By the way, I don't need any of this to make its way into Twisted. I can
still write my own class that does what I want (well, wanted). Below is a
2013 version of the CancelableDeferred. It's untested. The basic idea is
that if you get a regular deferred from somewhere, you can use the class
below to make a new deferred that you can callback, errback, or cancel at
will. You can give a value to 'cancel' and it will be in args[0] of the
CancelledError that your errback will receive.
I still find this approach attractive because it maintains the
power/elegance of coding with Twisted deferreds but also gives the caller
of deferred-producing code more flexibility. That's got to be a good thing,
right?
I hope the code makes the intention more clear, not less.
Terry
from twisted.internet.defer import CancelledError, Deferred
from twisted.python.failure import Failure
class ControllableDeferred2013(object):
'''A Deferred-like class that takes a regular Twisted Deferred and
provides a deferred that can be fired at will. If you have a regular
Twisted Deferred, you can produce a deferred you have more control over
by using your Deferred instance to make an instance of this class.

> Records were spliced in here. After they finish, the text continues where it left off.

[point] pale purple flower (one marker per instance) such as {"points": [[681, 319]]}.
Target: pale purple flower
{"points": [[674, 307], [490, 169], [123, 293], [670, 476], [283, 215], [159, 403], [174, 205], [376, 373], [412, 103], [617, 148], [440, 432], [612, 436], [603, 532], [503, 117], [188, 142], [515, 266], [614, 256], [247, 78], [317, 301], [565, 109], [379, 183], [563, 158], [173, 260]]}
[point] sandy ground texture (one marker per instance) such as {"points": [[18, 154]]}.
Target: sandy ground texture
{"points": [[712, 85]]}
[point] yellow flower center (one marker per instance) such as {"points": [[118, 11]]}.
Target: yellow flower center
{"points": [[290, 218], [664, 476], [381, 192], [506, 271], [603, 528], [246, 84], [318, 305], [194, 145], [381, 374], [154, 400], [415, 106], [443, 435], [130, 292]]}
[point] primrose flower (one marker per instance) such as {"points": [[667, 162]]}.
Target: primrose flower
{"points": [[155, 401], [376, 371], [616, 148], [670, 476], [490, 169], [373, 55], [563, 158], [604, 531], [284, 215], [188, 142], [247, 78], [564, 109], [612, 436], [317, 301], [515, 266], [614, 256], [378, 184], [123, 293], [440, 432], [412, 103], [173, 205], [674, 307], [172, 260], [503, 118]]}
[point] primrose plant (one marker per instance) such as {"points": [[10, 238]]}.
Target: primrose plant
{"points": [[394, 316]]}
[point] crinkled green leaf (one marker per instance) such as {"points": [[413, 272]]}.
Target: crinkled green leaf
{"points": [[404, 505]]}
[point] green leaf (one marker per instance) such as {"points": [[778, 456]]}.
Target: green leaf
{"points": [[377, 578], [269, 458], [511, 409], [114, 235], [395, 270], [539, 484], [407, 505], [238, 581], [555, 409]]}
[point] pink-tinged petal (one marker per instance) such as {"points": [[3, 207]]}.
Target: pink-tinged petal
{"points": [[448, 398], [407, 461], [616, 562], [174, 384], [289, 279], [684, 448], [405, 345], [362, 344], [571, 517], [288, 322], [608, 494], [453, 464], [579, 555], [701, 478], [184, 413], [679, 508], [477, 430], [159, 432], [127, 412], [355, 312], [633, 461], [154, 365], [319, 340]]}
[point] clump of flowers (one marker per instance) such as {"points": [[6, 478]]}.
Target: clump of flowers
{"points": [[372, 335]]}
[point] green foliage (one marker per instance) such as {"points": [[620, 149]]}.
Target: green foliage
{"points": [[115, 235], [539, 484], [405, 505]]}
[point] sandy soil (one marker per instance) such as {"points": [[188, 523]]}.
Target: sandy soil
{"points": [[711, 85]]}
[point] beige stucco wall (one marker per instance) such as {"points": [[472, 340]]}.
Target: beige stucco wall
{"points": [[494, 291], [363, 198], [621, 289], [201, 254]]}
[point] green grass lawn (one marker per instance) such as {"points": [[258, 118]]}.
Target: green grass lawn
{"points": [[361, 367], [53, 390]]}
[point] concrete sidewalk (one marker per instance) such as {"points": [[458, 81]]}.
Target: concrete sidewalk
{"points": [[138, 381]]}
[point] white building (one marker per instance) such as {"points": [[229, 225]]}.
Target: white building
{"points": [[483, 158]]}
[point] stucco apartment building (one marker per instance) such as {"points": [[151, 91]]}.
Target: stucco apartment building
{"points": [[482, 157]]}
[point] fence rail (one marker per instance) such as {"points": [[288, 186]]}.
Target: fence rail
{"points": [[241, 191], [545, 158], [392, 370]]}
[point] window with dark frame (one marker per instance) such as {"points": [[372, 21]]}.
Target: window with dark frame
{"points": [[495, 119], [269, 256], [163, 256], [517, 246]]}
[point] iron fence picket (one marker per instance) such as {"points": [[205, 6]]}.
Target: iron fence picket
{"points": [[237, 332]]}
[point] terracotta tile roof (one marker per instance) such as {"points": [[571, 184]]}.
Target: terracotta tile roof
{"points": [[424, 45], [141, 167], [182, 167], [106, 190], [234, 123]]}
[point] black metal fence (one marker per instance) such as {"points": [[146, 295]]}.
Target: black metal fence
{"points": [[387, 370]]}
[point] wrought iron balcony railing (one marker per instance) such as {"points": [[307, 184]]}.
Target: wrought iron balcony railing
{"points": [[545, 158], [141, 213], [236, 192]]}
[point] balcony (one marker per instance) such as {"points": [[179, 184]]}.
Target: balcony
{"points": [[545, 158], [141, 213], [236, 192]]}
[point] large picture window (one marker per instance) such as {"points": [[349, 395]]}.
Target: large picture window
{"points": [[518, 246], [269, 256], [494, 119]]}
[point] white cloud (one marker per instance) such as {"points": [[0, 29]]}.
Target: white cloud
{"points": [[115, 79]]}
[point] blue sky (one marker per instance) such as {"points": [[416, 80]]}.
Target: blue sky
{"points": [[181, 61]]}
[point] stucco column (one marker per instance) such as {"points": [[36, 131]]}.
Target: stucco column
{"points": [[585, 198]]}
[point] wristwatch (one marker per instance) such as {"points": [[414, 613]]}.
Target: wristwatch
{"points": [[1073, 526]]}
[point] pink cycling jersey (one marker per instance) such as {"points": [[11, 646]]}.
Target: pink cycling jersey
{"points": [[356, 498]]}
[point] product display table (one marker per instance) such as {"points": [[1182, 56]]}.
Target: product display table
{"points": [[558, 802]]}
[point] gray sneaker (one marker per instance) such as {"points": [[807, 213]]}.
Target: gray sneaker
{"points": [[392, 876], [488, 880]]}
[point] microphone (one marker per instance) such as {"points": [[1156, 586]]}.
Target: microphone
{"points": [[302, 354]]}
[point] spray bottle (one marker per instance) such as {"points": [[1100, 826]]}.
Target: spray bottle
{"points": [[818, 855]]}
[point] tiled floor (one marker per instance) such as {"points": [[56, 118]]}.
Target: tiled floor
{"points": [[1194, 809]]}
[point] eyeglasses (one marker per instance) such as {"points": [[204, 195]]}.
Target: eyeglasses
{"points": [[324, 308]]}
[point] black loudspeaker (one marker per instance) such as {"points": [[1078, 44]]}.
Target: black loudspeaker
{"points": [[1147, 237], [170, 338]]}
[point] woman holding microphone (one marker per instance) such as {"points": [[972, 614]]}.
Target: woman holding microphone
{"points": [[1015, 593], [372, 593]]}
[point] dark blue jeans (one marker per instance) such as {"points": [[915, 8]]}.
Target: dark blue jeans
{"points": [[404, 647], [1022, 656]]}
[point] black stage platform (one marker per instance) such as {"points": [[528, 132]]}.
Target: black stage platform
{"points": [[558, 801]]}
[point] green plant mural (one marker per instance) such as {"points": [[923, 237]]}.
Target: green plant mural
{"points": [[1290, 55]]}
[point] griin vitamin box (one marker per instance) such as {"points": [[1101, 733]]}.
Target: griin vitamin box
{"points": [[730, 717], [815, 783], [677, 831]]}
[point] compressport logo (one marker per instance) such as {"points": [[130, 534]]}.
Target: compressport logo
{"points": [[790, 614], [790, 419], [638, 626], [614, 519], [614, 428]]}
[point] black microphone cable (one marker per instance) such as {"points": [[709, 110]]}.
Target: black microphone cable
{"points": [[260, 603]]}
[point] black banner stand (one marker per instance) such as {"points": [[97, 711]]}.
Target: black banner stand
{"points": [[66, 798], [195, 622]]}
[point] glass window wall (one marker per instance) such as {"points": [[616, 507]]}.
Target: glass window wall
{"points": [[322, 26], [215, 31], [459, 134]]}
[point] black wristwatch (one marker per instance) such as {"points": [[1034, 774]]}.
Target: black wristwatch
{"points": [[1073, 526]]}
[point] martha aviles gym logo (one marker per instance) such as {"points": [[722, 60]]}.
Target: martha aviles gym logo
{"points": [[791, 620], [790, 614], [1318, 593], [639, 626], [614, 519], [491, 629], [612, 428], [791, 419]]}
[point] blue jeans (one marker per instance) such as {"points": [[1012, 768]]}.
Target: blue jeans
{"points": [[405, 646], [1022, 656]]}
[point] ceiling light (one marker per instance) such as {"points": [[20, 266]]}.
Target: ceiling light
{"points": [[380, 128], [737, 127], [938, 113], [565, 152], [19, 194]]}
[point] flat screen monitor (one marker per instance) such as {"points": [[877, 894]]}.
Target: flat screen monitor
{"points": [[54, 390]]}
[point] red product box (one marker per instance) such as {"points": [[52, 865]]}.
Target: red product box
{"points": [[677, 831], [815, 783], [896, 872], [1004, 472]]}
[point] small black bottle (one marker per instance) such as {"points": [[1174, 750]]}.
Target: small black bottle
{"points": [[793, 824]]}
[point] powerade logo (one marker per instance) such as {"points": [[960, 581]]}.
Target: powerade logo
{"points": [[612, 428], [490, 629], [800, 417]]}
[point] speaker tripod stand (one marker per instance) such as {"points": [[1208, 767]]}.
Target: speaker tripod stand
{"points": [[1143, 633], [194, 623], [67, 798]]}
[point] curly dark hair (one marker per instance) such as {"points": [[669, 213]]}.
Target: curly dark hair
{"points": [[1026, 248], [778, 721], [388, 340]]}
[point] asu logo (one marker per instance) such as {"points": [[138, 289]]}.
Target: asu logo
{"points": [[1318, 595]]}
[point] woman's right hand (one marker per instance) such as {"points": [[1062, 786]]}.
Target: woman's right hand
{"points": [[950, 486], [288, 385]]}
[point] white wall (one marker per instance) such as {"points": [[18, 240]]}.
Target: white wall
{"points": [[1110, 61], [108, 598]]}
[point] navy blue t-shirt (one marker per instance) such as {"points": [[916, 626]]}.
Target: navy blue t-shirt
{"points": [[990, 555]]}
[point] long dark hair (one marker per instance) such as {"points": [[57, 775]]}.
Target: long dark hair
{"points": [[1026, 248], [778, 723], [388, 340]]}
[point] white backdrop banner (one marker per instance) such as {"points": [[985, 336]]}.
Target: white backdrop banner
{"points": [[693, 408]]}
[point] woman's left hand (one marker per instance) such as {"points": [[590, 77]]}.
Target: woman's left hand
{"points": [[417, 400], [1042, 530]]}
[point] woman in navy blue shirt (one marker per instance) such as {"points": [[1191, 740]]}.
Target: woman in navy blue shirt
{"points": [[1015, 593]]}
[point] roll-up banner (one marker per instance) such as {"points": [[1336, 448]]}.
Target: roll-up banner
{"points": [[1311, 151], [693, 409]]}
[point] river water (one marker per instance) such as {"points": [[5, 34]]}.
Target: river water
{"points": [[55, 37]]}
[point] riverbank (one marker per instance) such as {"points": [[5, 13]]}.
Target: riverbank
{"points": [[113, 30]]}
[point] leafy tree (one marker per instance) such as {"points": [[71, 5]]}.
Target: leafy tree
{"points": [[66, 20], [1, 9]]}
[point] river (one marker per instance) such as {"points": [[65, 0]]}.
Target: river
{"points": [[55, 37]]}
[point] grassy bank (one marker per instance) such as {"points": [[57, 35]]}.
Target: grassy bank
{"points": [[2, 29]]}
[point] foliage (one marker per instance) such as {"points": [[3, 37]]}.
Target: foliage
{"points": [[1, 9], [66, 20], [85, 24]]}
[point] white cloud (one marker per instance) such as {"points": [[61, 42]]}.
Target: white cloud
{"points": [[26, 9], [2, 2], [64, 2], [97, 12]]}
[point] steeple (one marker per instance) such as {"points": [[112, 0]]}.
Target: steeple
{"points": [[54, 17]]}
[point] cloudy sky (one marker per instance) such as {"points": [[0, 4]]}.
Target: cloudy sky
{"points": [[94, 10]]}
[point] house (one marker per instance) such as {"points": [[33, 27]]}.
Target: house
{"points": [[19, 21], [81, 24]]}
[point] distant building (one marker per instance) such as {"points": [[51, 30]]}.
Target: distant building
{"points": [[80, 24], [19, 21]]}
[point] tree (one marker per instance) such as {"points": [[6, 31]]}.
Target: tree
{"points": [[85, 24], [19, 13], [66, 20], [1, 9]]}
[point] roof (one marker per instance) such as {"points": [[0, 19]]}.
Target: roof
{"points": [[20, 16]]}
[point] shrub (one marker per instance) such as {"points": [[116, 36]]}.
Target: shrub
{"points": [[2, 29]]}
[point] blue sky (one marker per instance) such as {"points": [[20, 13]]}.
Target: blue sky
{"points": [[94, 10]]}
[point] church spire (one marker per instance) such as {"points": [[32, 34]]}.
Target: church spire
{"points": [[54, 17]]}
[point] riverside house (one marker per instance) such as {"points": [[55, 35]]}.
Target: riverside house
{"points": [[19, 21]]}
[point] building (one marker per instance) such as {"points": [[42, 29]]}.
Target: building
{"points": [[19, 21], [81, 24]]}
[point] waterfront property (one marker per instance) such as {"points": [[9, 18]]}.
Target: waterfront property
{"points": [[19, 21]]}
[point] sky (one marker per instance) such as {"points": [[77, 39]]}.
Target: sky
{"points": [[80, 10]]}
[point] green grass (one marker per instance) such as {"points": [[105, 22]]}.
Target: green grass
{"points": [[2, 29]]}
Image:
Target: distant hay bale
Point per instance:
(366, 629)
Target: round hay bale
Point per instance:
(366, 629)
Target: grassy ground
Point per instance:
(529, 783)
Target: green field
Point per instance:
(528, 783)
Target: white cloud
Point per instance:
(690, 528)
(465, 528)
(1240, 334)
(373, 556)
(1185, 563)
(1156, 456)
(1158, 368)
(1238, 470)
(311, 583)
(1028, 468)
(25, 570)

Any time you need to fire a ControllableDeferred2013 instance for any
reason, call its callback, errback or cancel method. It will fire
immediately with the value you provide and the original Deferred will
be cancelled.'''
def __init__(self, originalDeferred):
self._fired = False
self._originalDeferred = originalDeferred
self._newDeferred = Deferred()
for method in ('addBoth', 'addCallback', 'addCallbacks',
'addErrback',
'chainDeferred'):
setattr(self, method, getattr(self._newDeferred, method))
originalDeferred.addBoth(self._originalFired)
def _originalFired(self, result):
if not self._fired:
self._fired = True
self._originalDeferred.chainDeferred(self._newDeferred)
def cancel(self, value=None):
if not self._fired:
self._fired = True
self._newDeferred.errback(Failure(CancelledError(value)))
self._originalDeferred.cancel()
def callback(self, result=None):
if not self._fired:
self._fired = True
self._newDeferred.callback(result)
self._originalDeferred.cancel()
def errback(self, fail=None):
if not self._fired:
self._fired = True
self._newDeferred.errback(fail)
self._originalDeferred.cancel()
def pause(self):
self._newDeferred.pause()
self._originalDeferred.pause()
def unpause(self):
self._newDeferred.unpause()
self._originalDeferred.unpause()
# BTW, I posted the above code to
http://blogs.fluidinfo.com/terry/2013/06/20/yet-another-cancelable-twisted-deferred-class/as
well.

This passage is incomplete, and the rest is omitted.